A man from a Pacific island nation of Kiribati has asked a New Zealand court to let him appeal a decision to recognise him as an asylum seeker and allow him to stay in the country as a climate change refugee.
The world's first "climate change refugee", 37-year-old Ioane Teitota, fled from Kiribita which was identified as the most vulnerable to rising sea levels and other effects of climate change.
Mr Teitiota made an appeal for the High Court in Auckland to grant him asylum. The High Court rejected his asylum seeker claims on the grounds that Mr Teitiota has no legal basis such as threats to life or fear of persecution.

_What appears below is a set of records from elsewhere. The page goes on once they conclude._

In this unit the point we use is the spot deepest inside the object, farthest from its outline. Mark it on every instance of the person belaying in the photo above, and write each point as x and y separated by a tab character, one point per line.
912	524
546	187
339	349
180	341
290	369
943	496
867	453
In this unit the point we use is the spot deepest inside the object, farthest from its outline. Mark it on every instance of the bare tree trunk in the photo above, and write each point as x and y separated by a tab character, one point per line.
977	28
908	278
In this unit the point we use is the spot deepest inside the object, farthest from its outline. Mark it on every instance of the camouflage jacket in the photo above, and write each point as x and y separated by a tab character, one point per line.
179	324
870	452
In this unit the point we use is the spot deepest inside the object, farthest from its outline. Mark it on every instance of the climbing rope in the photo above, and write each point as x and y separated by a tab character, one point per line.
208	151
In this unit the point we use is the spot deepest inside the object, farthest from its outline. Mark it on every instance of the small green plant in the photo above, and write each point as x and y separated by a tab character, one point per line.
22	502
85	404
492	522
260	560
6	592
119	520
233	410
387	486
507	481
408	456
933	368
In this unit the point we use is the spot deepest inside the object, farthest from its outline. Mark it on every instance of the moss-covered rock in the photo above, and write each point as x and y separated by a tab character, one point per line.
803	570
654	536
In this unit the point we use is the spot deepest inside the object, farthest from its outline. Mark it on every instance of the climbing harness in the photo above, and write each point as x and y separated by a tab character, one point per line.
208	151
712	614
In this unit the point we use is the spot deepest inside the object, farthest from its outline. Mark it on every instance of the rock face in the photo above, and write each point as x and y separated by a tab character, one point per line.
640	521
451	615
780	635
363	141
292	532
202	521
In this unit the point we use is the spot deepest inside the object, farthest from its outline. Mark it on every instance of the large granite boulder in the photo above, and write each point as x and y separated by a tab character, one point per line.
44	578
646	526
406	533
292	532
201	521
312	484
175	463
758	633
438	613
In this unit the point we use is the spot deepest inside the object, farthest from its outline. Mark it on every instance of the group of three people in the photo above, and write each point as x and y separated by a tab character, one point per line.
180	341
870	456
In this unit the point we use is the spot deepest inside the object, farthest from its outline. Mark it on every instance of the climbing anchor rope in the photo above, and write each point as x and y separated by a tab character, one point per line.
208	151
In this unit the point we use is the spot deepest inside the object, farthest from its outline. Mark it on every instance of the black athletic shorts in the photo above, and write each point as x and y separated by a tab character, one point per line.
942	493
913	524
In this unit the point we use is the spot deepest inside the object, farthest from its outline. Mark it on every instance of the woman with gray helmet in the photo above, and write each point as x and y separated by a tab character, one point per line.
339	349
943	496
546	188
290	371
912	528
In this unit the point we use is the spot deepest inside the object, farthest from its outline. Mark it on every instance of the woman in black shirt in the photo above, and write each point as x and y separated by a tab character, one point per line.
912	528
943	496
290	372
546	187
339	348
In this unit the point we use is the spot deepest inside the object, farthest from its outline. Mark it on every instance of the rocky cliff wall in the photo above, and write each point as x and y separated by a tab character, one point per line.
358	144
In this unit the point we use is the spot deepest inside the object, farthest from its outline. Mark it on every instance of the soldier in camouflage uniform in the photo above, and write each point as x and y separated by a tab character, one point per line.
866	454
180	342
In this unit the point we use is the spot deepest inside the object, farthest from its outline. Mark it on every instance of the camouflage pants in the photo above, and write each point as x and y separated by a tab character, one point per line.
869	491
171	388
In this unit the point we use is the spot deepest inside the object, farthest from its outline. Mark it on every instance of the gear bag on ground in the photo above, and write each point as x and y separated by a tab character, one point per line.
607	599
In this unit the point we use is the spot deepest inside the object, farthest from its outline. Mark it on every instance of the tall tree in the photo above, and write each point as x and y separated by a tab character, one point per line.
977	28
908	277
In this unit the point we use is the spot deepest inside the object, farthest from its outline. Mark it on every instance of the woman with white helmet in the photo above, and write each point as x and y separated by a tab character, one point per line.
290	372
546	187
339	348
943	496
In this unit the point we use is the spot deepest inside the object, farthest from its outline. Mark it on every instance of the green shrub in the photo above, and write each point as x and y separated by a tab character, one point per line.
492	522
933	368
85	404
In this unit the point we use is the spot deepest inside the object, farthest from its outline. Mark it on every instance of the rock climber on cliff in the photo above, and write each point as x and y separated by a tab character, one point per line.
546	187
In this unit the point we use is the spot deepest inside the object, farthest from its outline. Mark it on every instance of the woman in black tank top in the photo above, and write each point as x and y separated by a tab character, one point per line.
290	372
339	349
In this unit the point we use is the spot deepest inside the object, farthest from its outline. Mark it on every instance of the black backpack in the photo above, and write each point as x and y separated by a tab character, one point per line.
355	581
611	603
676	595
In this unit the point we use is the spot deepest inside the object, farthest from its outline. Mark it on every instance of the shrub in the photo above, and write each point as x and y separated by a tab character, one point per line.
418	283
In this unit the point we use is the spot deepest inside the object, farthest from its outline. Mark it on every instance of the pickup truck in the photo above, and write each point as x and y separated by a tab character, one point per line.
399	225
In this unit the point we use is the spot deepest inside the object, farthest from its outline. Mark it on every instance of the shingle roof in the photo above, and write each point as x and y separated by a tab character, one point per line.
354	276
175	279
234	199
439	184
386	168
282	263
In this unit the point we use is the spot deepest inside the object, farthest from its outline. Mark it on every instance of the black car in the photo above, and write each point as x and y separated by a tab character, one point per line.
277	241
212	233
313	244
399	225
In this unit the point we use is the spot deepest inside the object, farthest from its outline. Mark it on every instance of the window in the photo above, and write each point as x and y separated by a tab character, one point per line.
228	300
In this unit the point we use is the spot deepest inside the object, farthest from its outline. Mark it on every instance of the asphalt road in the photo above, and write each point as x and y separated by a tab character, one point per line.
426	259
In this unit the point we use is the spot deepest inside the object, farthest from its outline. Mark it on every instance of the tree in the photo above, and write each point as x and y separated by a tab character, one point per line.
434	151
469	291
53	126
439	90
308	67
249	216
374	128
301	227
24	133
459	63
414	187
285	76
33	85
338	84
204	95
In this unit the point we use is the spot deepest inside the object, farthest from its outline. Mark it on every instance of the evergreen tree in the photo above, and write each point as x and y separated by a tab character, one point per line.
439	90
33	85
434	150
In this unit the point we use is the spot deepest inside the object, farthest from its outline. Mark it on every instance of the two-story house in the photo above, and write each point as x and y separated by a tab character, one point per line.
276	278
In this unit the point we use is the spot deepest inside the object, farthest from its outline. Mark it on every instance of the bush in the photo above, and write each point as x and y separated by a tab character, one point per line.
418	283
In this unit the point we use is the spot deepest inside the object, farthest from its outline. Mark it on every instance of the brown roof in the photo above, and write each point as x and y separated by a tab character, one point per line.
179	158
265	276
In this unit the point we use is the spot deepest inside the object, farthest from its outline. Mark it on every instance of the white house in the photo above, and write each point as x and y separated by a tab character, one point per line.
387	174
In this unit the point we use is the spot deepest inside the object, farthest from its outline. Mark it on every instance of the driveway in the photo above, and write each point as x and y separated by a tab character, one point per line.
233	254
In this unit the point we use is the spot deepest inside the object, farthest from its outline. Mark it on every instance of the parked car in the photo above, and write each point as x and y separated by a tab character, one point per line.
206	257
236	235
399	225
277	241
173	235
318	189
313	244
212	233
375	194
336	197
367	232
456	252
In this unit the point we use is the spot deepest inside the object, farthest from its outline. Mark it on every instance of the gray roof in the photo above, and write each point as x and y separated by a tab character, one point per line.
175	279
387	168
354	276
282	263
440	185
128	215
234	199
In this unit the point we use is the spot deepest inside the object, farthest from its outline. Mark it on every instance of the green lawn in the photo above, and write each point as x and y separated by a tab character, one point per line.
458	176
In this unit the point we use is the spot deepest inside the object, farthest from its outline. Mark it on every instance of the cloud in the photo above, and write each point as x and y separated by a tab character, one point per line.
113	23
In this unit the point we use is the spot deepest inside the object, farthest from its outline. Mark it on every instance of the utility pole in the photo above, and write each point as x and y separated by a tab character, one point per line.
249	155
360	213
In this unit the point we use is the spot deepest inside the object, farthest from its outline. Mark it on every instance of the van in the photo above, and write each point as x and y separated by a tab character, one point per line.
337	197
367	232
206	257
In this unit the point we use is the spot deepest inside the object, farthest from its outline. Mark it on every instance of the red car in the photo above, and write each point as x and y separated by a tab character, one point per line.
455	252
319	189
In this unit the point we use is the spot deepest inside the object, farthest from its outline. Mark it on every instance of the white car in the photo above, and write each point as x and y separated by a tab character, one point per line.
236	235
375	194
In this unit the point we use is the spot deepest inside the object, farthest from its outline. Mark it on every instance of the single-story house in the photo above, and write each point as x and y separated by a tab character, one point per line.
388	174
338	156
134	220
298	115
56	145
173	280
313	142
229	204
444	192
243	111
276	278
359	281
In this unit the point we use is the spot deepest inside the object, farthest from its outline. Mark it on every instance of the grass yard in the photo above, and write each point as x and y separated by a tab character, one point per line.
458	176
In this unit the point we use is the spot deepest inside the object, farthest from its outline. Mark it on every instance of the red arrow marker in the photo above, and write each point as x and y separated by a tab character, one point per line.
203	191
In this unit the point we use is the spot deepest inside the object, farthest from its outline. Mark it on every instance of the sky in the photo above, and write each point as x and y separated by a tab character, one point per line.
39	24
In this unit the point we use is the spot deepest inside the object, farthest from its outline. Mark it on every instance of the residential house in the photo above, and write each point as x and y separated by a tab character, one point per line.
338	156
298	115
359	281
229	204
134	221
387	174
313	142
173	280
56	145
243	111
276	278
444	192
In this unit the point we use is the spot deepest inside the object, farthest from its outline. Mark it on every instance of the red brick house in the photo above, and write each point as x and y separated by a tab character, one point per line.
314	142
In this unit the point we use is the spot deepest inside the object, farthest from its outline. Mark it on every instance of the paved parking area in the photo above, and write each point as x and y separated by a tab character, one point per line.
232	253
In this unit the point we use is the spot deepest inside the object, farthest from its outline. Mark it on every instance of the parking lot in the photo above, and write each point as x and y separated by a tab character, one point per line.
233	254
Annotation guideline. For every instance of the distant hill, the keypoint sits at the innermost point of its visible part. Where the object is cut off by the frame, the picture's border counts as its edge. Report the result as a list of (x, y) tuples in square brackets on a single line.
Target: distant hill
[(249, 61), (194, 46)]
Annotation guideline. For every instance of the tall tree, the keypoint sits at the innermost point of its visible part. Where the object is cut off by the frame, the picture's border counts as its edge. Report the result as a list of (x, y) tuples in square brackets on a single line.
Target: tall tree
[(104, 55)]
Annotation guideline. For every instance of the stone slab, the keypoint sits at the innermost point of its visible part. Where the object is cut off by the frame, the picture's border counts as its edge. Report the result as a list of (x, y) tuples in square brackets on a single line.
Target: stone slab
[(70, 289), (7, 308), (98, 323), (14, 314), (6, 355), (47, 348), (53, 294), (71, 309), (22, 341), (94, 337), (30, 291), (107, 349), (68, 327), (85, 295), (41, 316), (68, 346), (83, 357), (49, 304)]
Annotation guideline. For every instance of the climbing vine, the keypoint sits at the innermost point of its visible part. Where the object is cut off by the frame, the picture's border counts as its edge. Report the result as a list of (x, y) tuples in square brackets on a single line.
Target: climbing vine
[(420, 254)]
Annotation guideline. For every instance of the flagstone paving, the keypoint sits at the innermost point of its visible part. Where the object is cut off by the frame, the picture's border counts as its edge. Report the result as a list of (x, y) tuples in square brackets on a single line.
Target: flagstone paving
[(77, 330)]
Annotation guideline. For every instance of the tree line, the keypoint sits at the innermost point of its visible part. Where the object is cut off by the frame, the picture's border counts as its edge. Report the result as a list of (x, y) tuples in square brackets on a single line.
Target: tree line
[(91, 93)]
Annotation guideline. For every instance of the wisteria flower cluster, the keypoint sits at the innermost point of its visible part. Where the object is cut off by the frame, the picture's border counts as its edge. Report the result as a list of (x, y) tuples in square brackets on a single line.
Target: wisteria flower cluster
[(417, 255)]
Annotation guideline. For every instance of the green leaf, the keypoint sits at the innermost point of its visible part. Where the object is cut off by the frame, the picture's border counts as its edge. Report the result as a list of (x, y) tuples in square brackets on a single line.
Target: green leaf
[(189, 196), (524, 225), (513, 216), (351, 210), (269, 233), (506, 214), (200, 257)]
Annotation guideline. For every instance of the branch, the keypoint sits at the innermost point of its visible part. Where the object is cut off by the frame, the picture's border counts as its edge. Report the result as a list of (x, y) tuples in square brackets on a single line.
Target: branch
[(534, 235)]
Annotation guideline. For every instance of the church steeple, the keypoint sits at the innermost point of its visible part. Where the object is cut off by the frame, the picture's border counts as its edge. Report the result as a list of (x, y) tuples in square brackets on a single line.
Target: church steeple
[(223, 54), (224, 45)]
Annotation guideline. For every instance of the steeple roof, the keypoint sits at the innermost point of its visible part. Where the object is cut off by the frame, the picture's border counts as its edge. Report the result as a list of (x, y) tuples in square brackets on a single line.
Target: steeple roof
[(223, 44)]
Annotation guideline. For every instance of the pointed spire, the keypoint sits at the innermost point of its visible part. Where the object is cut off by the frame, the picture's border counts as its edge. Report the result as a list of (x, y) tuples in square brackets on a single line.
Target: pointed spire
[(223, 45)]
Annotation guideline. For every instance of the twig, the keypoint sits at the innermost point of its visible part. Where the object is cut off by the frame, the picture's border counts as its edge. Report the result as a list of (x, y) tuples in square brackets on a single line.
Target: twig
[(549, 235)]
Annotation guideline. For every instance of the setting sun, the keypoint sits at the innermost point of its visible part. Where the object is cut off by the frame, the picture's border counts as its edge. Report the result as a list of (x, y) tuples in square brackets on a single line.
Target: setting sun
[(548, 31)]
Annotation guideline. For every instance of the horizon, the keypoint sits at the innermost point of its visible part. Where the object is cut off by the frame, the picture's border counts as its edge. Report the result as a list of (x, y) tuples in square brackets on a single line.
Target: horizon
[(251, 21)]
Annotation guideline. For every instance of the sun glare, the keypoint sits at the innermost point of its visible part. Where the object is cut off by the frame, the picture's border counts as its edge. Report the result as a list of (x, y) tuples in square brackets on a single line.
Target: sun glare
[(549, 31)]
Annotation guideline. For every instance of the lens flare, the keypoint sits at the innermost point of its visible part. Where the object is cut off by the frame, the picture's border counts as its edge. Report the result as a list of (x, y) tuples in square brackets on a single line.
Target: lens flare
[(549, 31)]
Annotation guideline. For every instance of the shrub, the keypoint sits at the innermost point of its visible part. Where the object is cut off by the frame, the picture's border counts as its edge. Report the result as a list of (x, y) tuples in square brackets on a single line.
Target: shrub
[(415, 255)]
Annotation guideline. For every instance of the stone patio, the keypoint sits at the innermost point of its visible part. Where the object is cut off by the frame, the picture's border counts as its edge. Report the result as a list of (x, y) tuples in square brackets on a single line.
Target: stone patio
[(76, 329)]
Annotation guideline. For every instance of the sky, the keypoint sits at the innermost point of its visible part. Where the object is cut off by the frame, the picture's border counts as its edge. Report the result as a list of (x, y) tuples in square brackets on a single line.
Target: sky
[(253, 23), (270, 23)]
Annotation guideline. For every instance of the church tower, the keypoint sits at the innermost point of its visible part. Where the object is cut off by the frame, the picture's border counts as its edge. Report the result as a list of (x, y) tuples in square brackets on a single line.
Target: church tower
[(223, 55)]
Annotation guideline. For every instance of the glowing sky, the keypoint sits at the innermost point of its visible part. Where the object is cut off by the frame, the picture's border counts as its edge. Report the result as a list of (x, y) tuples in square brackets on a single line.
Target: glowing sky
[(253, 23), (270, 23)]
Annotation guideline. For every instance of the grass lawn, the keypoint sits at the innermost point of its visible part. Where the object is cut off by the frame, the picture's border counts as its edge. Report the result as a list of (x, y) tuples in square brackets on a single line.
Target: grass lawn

The man claiming to be a climate change refugee came to New Zealand in 2007 along with his family. He has three children who were born in Kiribati. Mr Teitiota told the court that he can no longer go home to his own country since he believes there was no land to return to.
He said there will be no future for his family if he will be forced to go back. Michael Kidd, Mr Teitiota's legal representative said the case hits the outdated refugee laws.
Mr Kidd said the refugee laws should include people who are trying to avoid the catastrophic effects of climate change. The refugee convention was enacted at the end of the Second World War. According to a climate change report, low-lying islands like Kiribati will be at risk to rising sea levels.
The New Zealand High Court reserved its decision when it heard the case on Oct. 16.
Leading climate change scientists, including those from New Zealand, said that human activity is the biggest contributor of global warming.
Mr Teitiota's claim for refugee status in New Zealand described how the high tides were dangerously close to breaching seawalls. His case also spelled out that rising water levels cause contamination in drinking water and flooding in homes.
New Zealand's Immigration and Protection Tribunal recognises that Mr Teitiota's claims are genuine. However, the tribunal said he was also in the same position as the rest of his countrymen who are already finding ways to minimise the impact of rising sea levels.
Kiribati is located halfway between Australia and Ecuador. It has bought land in Fiji for the construction of a possible resettlement of its people displaced by rising sea levels. The land will also be used for growing food as the country views its resettlement plans as "migration with dignity."
Australia and New Zealand have rejected calls to revise immigration rules to accommodate people from low-lying islands in the Pacific losing their homes to climate change.